--without-local-prefix Does Not Work

Jeffrey A Law law@cygnus.com
Sat Sep 12 16:29:00 GMT 1998


  In message < 35F840F5.AF965A4B@faw.uni-ulm.de >you write:
  > > Specifying "no" does not disable the use of local_prefix, nor should
  > > it.  The fact that it did so in earlier snapshots/releases was a bug.
  > >
  > 
  > Why? Could you please be a bit more specific?
$local_prefix/include is where gcc expects to find certain header files
that have been installed by other packages or sysadmins.   Typically
/usr/local/include.

  > > One could argue that =no should give an error.  I don't remember the
  > > rationale behind not generating an error for that.
  > >
  > 
  > So the default is to silently set it to /usr/local, isn't it?
Yes.

  > 1. Our  amd-based network, machines don't have /usr/local (intentionally re
  > moved
  > by the sysadmin). With egcs silently adding /usr/local/include to the inclu
  > de
  > path, each invocation of gcc and friends contacts amd to resolve
  > /usr/local/include. - A secure way to produce heavy traffic on a network.
So configure with --local-prefix=/nowhere.

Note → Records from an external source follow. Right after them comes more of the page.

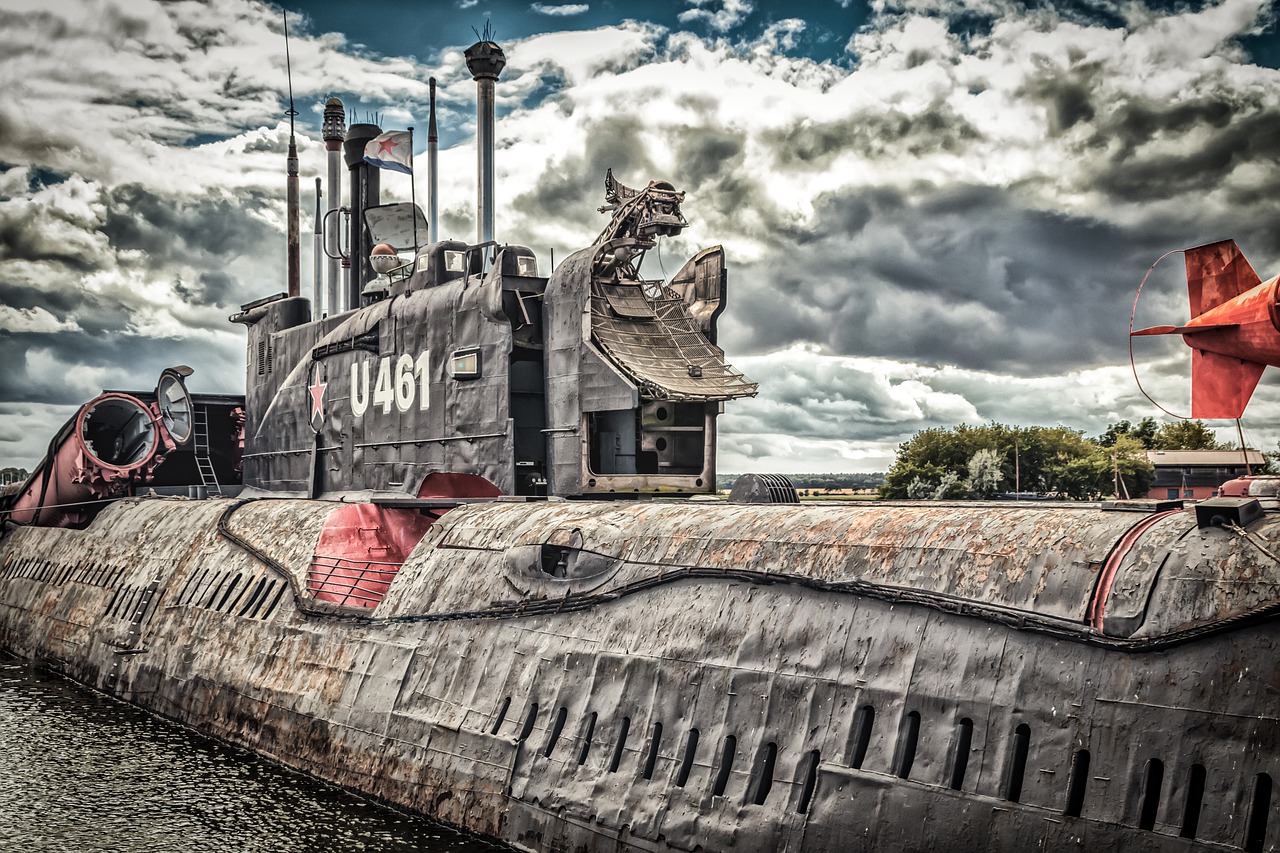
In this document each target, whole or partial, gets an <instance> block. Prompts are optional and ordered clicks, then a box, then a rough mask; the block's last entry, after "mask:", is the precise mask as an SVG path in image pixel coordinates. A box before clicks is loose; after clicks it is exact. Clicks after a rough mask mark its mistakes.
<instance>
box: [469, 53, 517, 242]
mask: <svg viewBox="0 0 1280 853" xmlns="http://www.w3.org/2000/svg"><path fill="white" fill-rule="evenodd" d="M463 55H465V56H466V59H467V69H468V70H470V72H471V77H472V79H475V82H476V165H477V173H476V184H477V186H476V196H477V197H476V229H477V237H479V242H481V243H486V242H489V241H492V240H493V223H494V215H493V154H494V137H493V114H494V85H495V83H497V82H498V76H499V74H500V73H502V69H503V68H506V65H507V55H506V54H504V53H502V47H499V46H498V45H495V44H494V42H492V41H477V42H476V44H474V45H471V46H470V47H467V50H466V53H465V54H463Z"/></svg>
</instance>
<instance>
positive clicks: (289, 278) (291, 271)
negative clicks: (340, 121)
mask: <svg viewBox="0 0 1280 853" xmlns="http://www.w3.org/2000/svg"><path fill="white" fill-rule="evenodd" d="M280 15H282V19H283V20H284V68H285V73H287V74H288V78H289V113H288V115H289V151H288V155H287V160H285V174H287V178H285V182H284V183H285V209H284V216H285V233H287V236H288V240H287V246H285V255H287V260H288V279H289V296H298V295H301V291H302V254H301V247H302V233H301V225H300V223H298V220H300V219H301V218H302V211H301V210H300V206H301V204H302V202H301V200H300V199H298V141H297V138H296V137H294V136H293V117H294V115H297V114H298V111H297V110H296V109H293V63H292V61H291V60H289V17H288V14H287V13H284V12H282V13H280Z"/></svg>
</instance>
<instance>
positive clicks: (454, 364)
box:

  > One alternative I see to circumvent these problems is to manually redirect
  > local_prefix to an arbitrary directory ($prefix/local/include or $prefix/include,
  > but who knows which kind of trouble will result from this).
The Makefile says explicitly that local_prefix should not default
from prefix.

  > Additional question: What is the default for local_prefix or how is it trea ted for
  > cross-compilers? AFAIS, it gets disabled. I.e. disabling local_prefix seems  to be
  > legal for cross-compilers.
Not sure.  Someone would have to dive into the Makefile to see.